# Lights Out: Forecasting Residential Impact of Power Outages
(Predict the percentage of residential customers (RES.CUST.PCT) affected by a major power outage)

**Name(s)**: Luke Lin, Andrew Yin

**Website Link**: (your website link)

## Imports

In [2]:
import pandas as pd
import numpy as np
import os

import plotly.express as px
pd.options.plotting.backend = 'plotly'

## Framing the Problem

In this project, we are tackling a regression problem. Our goal is to predict the percentage of residential customers (RES.CUST.PCT) affected by a major power outage.
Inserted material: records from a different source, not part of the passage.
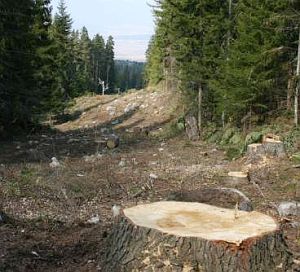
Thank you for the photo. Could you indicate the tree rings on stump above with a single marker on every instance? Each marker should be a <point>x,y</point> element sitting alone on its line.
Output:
<point>220,197</point>
<point>237,178</point>
<point>179,236</point>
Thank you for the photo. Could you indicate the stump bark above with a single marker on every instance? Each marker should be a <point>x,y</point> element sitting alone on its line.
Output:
<point>271,146</point>
<point>180,236</point>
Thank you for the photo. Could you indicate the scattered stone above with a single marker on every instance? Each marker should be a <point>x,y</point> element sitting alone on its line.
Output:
<point>35,254</point>
<point>237,178</point>
<point>104,131</point>
<point>94,220</point>
<point>116,210</point>
<point>111,110</point>
<point>112,141</point>
<point>130,108</point>
<point>122,163</point>
<point>54,163</point>
<point>115,122</point>
<point>153,176</point>
<point>92,158</point>
<point>287,208</point>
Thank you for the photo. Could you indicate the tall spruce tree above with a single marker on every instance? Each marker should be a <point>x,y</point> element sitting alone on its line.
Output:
<point>16,70</point>
<point>61,34</point>
<point>110,64</point>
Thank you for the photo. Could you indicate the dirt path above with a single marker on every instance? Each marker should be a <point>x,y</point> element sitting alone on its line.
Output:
<point>49,208</point>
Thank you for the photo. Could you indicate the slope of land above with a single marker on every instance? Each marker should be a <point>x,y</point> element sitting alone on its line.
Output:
<point>59,217</point>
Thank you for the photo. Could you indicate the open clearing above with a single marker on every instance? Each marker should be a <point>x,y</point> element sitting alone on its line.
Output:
<point>60,217</point>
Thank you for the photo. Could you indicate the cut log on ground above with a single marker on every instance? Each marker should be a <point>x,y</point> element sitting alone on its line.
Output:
<point>191,128</point>
<point>269,148</point>
<point>180,236</point>
<point>220,197</point>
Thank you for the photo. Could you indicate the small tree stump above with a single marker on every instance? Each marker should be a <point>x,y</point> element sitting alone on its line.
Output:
<point>179,236</point>
<point>191,128</point>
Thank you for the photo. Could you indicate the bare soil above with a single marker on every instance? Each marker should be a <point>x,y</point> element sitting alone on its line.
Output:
<point>49,209</point>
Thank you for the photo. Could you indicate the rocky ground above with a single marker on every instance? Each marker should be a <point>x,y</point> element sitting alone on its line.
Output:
<point>58,211</point>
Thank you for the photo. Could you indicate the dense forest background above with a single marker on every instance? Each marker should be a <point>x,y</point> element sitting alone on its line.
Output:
<point>44,63</point>
<point>232,60</point>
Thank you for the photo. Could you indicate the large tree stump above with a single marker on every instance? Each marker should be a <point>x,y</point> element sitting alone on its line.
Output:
<point>220,197</point>
<point>180,236</point>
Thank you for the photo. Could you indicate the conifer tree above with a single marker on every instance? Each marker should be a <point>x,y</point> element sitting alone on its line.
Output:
<point>110,64</point>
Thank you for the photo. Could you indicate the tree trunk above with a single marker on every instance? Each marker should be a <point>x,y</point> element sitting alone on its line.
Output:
<point>290,90</point>
<point>297,84</point>
<point>191,128</point>
<point>179,236</point>
<point>200,96</point>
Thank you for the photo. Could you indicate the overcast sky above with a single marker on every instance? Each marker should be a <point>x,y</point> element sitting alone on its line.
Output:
<point>130,22</point>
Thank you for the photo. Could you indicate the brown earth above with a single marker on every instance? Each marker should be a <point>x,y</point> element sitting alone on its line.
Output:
<point>49,208</point>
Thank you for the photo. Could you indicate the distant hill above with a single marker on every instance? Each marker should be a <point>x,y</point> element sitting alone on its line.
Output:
<point>129,75</point>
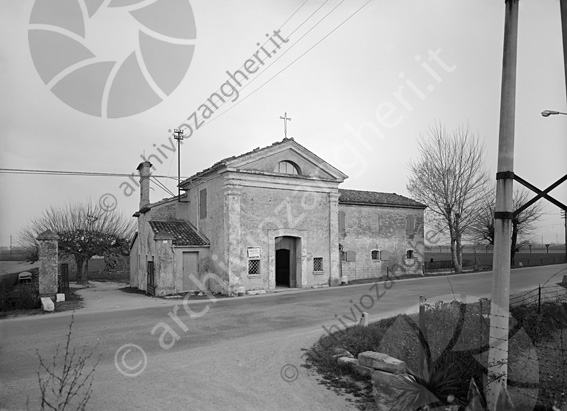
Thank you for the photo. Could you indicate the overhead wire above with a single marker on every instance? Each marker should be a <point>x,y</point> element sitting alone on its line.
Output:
<point>72,173</point>
<point>290,64</point>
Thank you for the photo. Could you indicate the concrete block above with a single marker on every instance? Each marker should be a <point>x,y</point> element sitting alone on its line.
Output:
<point>255,292</point>
<point>341,352</point>
<point>382,362</point>
<point>47,304</point>
<point>387,388</point>
<point>356,367</point>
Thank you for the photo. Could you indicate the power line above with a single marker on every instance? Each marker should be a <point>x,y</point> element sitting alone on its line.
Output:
<point>289,48</point>
<point>294,61</point>
<point>71,173</point>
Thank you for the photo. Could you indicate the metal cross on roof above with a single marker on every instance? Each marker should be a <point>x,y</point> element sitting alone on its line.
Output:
<point>285,118</point>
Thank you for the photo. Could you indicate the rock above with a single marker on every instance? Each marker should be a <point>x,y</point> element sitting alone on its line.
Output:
<point>387,389</point>
<point>25,277</point>
<point>47,304</point>
<point>382,362</point>
<point>341,352</point>
<point>255,292</point>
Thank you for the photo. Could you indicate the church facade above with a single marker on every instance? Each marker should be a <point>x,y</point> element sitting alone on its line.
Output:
<point>273,217</point>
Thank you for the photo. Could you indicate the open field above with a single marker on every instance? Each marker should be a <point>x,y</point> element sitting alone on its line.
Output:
<point>485,259</point>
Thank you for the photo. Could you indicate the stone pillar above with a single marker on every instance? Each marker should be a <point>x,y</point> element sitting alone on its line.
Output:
<point>334,255</point>
<point>49,263</point>
<point>232,233</point>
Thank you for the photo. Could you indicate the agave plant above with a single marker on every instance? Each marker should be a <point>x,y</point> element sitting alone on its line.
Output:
<point>429,389</point>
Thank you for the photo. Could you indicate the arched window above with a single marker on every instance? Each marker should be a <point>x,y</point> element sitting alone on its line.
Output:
<point>288,167</point>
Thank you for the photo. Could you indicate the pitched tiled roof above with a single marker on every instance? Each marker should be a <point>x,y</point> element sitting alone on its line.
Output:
<point>375,198</point>
<point>182,232</point>
<point>226,160</point>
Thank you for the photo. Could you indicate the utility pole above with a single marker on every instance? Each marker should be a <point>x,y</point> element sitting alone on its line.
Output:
<point>178,136</point>
<point>564,216</point>
<point>285,118</point>
<point>499,315</point>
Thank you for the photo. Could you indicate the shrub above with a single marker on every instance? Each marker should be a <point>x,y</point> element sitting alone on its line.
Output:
<point>19,297</point>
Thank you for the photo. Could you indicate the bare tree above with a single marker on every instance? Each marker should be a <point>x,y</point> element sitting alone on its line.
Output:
<point>84,230</point>
<point>449,177</point>
<point>523,224</point>
<point>66,381</point>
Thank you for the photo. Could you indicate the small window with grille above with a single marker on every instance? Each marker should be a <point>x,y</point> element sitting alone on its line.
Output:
<point>318,264</point>
<point>253,267</point>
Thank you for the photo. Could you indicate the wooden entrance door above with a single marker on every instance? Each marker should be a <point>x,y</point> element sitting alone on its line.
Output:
<point>190,268</point>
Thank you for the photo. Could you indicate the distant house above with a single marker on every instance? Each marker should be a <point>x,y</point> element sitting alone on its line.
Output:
<point>272,217</point>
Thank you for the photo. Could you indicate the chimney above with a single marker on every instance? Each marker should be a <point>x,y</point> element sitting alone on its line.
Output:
<point>144,170</point>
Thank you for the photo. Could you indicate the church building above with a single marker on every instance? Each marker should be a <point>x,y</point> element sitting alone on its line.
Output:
<point>274,217</point>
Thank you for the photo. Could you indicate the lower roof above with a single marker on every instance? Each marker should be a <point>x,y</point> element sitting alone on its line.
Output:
<point>358,197</point>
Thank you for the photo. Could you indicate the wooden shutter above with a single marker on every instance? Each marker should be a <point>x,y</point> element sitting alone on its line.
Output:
<point>342,227</point>
<point>203,203</point>
<point>351,256</point>
<point>410,224</point>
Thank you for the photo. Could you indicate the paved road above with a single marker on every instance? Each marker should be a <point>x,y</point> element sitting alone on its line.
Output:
<point>231,357</point>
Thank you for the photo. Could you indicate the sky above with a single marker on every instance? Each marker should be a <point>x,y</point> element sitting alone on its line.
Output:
<point>361,81</point>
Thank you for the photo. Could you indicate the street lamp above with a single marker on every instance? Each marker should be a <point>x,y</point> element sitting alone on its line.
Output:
<point>547,113</point>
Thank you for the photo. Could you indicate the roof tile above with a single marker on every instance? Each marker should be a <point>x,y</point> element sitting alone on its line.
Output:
<point>182,232</point>
<point>375,198</point>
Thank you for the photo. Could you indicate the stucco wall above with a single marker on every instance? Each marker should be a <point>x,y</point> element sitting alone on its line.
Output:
<point>270,212</point>
<point>269,163</point>
<point>370,228</point>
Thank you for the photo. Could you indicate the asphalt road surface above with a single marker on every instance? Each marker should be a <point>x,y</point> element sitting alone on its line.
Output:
<point>234,354</point>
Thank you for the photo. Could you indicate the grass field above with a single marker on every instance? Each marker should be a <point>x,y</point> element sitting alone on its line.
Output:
<point>485,259</point>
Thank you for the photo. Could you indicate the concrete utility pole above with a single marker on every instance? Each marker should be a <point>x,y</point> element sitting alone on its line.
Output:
<point>563,11</point>
<point>285,118</point>
<point>498,339</point>
<point>178,136</point>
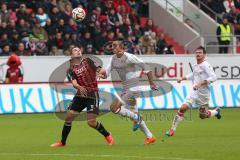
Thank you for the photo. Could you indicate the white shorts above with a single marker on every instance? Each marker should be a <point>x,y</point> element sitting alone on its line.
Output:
<point>129,98</point>
<point>196,99</point>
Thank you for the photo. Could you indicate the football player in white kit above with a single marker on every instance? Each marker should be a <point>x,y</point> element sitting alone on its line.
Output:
<point>126,66</point>
<point>202,76</point>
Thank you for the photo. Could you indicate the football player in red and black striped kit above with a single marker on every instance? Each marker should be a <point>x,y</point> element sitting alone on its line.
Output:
<point>83,76</point>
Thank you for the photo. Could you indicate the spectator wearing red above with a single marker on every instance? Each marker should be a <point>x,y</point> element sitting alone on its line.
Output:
<point>149,26</point>
<point>22,12</point>
<point>4,13</point>
<point>134,17</point>
<point>21,50</point>
<point>14,73</point>
<point>126,28</point>
<point>6,50</point>
<point>41,16</point>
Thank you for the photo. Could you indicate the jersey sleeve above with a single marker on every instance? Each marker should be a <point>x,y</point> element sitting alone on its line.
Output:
<point>93,64</point>
<point>210,72</point>
<point>70,75</point>
<point>20,75</point>
<point>134,59</point>
<point>7,74</point>
<point>109,67</point>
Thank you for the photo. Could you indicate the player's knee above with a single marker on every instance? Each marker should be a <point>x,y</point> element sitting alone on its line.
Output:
<point>132,102</point>
<point>92,123</point>
<point>203,115</point>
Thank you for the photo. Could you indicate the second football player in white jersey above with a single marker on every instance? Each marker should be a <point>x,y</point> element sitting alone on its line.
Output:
<point>126,65</point>
<point>202,76</point>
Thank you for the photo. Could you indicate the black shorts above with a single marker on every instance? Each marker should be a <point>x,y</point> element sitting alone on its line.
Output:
<point>80,103</point>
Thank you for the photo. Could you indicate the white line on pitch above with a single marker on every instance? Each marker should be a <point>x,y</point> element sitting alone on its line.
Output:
<point>94,155</point>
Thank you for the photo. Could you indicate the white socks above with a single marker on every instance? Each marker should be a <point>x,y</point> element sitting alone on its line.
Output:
<point>212,113</point>
<point>127,113</point>
<point>145,130</point>
<point>176,121</point>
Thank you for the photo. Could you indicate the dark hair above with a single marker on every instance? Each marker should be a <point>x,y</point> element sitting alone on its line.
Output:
<point>202,48</point>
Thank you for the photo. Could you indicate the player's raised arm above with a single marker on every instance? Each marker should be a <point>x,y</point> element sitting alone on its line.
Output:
<point>104,73</point>
<point>212,77</point>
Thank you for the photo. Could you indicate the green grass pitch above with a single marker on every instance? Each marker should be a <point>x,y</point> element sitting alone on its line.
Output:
<point>28,137</point>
We chose this as our response variable because it provides a quantifiable measure of the impact of power outages on residential customers.
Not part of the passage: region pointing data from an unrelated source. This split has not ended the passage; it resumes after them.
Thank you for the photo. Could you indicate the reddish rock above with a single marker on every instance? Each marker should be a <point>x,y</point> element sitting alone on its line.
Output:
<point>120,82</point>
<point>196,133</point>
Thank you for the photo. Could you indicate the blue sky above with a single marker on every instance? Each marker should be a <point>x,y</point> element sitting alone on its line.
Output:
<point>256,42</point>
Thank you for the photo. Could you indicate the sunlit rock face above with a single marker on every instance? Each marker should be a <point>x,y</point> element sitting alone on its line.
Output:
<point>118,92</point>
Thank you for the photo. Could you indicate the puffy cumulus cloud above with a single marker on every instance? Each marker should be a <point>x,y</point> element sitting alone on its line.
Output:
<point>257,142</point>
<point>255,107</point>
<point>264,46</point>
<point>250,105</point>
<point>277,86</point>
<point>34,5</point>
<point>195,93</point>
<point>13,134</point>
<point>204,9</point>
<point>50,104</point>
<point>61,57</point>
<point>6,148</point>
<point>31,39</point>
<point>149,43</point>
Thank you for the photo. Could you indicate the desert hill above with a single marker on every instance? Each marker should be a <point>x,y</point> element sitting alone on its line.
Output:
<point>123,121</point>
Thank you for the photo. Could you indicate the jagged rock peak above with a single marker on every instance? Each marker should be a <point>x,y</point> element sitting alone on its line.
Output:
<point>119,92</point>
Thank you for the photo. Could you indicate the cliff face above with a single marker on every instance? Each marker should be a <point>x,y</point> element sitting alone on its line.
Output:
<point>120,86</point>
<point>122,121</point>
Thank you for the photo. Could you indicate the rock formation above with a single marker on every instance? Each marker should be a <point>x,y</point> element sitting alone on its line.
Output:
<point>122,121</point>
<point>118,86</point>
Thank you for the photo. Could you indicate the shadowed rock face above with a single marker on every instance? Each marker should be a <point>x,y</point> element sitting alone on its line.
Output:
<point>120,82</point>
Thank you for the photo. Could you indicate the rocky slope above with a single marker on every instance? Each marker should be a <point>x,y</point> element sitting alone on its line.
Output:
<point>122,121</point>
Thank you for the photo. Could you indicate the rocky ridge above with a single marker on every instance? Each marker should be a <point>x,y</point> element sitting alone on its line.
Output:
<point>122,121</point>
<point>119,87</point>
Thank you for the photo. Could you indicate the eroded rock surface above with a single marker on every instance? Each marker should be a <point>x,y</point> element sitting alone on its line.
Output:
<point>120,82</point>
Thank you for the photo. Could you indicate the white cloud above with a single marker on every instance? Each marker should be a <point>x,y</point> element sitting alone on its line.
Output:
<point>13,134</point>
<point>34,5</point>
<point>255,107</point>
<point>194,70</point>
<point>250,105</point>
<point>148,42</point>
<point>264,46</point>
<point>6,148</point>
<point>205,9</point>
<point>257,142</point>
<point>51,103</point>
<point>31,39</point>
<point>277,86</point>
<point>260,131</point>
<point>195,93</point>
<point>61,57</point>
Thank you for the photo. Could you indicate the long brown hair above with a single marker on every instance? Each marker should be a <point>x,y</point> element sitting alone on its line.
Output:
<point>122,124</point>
(CHANGE LINE AS SOON AS ANDREW PUSHES HIS CODE)
The features we are using to train our model include U.S._STATE and OUTAGE.DURATION. These features were chosen because they are known at the “time of prediction” and are expected to have a significant influence on the percentage of residential customers affected by an outage.

## Model Evaluation
To evaluate our model, we are using the Root Mean Squared Error (RMSE). This metric was chosen because it is suitable for regression problems and it penalizes large errors more due to the squaring of the residuals. This makes it a good choice for our problem where we want to minimize the difference between the actual and predicted percentages of residential customers affected by an outage.

## Feature Selection
Our target variable is RES.CUST.PCT, which represents the percentage of residential customers affected by a major power outage. To predict this, we’ve selected two features: U.S._STATE and OUTAGE.DURATION.
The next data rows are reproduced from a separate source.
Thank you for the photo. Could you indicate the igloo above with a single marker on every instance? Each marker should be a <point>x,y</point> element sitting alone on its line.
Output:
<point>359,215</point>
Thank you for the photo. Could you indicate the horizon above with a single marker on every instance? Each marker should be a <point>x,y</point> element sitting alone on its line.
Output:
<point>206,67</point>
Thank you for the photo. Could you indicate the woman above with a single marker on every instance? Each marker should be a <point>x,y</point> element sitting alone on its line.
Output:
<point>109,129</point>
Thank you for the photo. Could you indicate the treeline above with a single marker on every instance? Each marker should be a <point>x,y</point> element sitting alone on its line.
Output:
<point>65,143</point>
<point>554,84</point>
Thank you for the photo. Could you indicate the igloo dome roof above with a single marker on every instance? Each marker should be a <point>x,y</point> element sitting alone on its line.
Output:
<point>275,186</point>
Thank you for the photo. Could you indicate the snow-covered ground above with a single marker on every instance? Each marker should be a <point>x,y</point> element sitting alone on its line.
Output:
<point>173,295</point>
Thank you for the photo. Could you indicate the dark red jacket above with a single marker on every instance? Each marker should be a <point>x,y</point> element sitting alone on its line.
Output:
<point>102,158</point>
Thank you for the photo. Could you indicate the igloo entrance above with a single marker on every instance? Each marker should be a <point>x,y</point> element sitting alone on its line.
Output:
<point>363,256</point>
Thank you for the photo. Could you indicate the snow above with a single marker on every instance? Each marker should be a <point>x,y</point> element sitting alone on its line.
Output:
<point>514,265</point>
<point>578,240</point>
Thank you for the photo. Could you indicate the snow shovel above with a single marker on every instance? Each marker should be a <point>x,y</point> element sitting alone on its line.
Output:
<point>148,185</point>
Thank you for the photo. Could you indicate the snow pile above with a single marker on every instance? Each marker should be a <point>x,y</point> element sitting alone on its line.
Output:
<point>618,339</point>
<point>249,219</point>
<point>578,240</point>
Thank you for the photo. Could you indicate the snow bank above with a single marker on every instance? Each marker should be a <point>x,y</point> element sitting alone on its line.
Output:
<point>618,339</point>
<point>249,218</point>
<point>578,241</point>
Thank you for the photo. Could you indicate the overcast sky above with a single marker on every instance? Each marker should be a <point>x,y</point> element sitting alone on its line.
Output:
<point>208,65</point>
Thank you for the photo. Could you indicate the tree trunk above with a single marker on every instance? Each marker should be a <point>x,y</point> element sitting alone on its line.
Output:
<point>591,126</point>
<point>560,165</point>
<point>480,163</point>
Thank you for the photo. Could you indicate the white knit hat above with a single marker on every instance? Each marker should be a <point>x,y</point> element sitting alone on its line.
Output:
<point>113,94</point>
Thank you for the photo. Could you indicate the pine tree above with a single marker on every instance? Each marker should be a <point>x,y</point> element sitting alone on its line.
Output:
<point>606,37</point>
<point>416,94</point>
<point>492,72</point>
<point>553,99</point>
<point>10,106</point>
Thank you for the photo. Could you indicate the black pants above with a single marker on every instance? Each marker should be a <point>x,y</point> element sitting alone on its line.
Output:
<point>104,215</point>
- U.S._STATE: This is a categorical variable representing the U.S. state where the outage occurred. The rationale behind including this feature is that the impact of an outage can vary by location due to factors such as infrastructure, population density, and local policies. By including the state as a feature, our model can learn these regional differences.
- OUTAGE.DURATION: This is a numerical variable representing the duration of the power outage. It’s reasonable to assume that longer outages will affect more customers, making this a potentially powerful feature for our prediction problem.
- ADD ANDREW"S FEATURES LATER

## Cleaning the Data
In this section, we’ve performed a series of data cleaning steps on the outage DataFrame, which was read from an Excel file named “outage.xlsx”. This process was a direct replication of the cleaning procedure implemented in Project 3, ensuring consistency and reliability in our data preparation phase.

Initially, we removed informational rows and columns that contained only null values from the DataFrame. We then set the column names based on the first row of the DataFrame for better readability and understanding of the data.

Next, we dropped rows related to units and variables that were not necessary for our analysis. We also dropped the “variables” column as it was not needed.

One of the crucial steps in this process was the creation of new datetime columns, OUTAGE.START and OUTAGE.RESTORATION. These were formed by combining the respective date and time columns, providing us with precise timestamps of when the outage started and ended. After creating these new columns, the original date and time columns were dropped to avoid redundancy.

Lastly, we replaced the “NA” entries with NaN for missing values.

After these cleaning steps, we were left with a cleaned DataFrame, outage_cleaned, ready for further analysis or modeling.

In [9]:
# Read the Excel file into a pandas DataFrame 
outage = pd.read_excel("outage.xlsx", sheet_name="Masterdata")

# Drop informational rows
outage_cleaned = outage.drop(range(4)).dropna(axis=1, how='all')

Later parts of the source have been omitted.